Magnesium is a popular supplement for helping sleep. Magnesium seems to help melatonin levels and is an essential mineral. You absorb it through the skin more readily than through the digestive system, so a warm bath with epsom salts works as a relaxing magnesium supplement. Anecdotally, many pregnant women report less nausea and easing of restless leg symptoms when they increase their magnesium.

Another way to help you stay asleep without relying on OTC drugs is to make use of the relaxing essential oils. I wrote about several when I addressed stress, but relaxation helps with sleep. Essential oils placed in a diffuser for the night help stretch the dosage throughout sleeping hours and reach multiple people at once. In addition to the well-know lavender, oils you can diffuse during sleep hours include cedarwood, ylang ylang, Roman and German chamomile, and valerian. Our favorite diffuser blend for sleep here is lavender, cedarwood, and ylang ylang.  Cedarwood seems especially effective for encouraging more pleasant dreams when children go through a stage of nightmares or night terrors. (Young Living also sells blends formulated to promote relaxation, including Tranquil and Stress Away.)

Help the whole family snooze better.
Sleep is vital for students, parents, and teachers. No one has a great day if they’re short on sleep every night. This help ease everyone down and helps keep them settled through the night.

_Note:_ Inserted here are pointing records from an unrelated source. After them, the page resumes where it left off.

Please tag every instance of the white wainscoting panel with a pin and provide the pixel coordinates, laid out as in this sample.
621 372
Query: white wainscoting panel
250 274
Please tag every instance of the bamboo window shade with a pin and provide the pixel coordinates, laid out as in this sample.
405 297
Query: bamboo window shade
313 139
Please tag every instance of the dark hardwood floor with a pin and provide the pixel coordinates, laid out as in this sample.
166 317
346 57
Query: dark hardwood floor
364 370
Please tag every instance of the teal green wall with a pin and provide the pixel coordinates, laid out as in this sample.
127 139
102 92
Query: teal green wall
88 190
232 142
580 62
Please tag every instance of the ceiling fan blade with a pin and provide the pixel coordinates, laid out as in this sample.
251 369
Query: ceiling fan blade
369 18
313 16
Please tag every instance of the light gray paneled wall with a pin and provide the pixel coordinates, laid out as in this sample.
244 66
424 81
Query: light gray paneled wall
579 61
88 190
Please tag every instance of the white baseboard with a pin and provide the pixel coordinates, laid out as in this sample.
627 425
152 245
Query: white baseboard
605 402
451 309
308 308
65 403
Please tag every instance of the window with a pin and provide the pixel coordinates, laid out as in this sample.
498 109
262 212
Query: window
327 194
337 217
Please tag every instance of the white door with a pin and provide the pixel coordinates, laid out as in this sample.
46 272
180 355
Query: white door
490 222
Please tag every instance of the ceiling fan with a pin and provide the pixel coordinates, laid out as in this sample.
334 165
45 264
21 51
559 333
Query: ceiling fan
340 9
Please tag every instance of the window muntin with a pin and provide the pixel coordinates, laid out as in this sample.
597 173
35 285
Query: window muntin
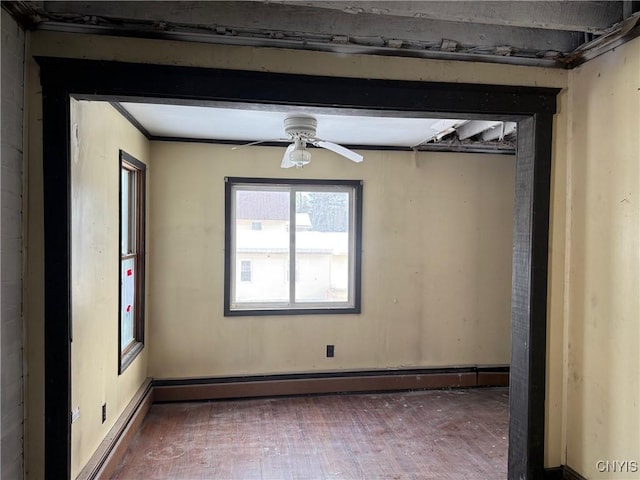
132 241
310 233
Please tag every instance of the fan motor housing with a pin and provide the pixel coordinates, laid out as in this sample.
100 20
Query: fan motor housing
300 127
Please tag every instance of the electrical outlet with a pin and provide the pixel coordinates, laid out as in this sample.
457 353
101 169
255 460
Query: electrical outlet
75 414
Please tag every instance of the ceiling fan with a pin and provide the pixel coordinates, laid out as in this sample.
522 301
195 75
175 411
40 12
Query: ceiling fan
302 131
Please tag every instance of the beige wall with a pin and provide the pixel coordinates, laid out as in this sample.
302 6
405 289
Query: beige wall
157 51
436 265
603 324
95 174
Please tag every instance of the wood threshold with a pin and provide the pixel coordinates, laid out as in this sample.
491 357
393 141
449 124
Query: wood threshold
562 473
112 449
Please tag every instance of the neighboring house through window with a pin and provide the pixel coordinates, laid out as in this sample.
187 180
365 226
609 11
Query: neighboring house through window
305 258
132 263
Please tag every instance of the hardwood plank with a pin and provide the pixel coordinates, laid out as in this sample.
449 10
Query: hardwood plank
435 434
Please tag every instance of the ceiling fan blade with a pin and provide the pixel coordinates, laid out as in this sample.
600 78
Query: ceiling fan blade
340 150
286 161
235 147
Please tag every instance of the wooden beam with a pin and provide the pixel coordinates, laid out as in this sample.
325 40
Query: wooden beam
579 16
308 22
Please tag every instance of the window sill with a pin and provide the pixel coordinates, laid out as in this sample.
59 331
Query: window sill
127 358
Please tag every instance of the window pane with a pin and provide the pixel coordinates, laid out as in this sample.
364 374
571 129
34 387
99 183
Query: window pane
261 255
127 304
125 212
322 246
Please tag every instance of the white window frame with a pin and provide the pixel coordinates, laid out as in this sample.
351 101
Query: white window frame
292 186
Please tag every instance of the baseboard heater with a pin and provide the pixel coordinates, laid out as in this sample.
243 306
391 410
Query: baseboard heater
329 382
106 458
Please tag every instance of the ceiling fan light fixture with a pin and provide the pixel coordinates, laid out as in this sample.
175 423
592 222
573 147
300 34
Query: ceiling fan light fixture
300 157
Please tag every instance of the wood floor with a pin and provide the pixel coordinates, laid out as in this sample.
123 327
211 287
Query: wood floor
436 434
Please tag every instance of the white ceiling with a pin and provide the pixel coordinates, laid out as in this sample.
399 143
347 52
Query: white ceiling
249 125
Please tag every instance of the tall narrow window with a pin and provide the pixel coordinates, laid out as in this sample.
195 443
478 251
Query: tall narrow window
132 264
305 258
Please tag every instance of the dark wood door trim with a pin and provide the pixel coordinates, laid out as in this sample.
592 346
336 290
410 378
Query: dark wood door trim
532 107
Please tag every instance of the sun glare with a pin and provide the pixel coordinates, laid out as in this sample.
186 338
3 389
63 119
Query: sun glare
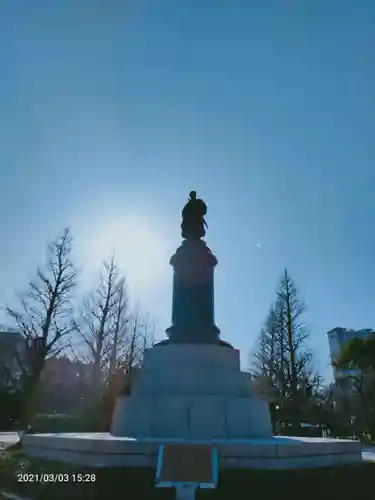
140 249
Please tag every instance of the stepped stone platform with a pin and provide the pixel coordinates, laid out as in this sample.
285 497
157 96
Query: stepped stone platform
192 391
106 450
196 395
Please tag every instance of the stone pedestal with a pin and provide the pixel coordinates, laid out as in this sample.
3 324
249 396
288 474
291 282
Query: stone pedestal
192 391
193 318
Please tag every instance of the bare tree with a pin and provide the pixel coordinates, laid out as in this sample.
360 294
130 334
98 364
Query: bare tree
45 314
102 321
282 362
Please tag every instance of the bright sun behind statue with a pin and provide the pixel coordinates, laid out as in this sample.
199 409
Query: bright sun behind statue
139 247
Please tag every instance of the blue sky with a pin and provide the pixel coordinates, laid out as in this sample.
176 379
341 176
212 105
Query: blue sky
111 112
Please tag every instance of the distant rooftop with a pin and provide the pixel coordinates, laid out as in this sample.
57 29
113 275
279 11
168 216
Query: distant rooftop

Our society still tends to minimize the importance of sleep. We short ourselves on sleep in favor of entertainment, work, and non-sleep relaxation, but by doing so, we set ourselves up to be less functional, less effective, and sick. The connection between sleep and the immune system should be enough to drive us to our beds, minus a phone, Kindle, or other distraction. For those of use who don’t have a choice in our sleep hours or interruptions, we have to do what we can to increase the quality of sleep we do get. The alternative is both short and long-term illness risk.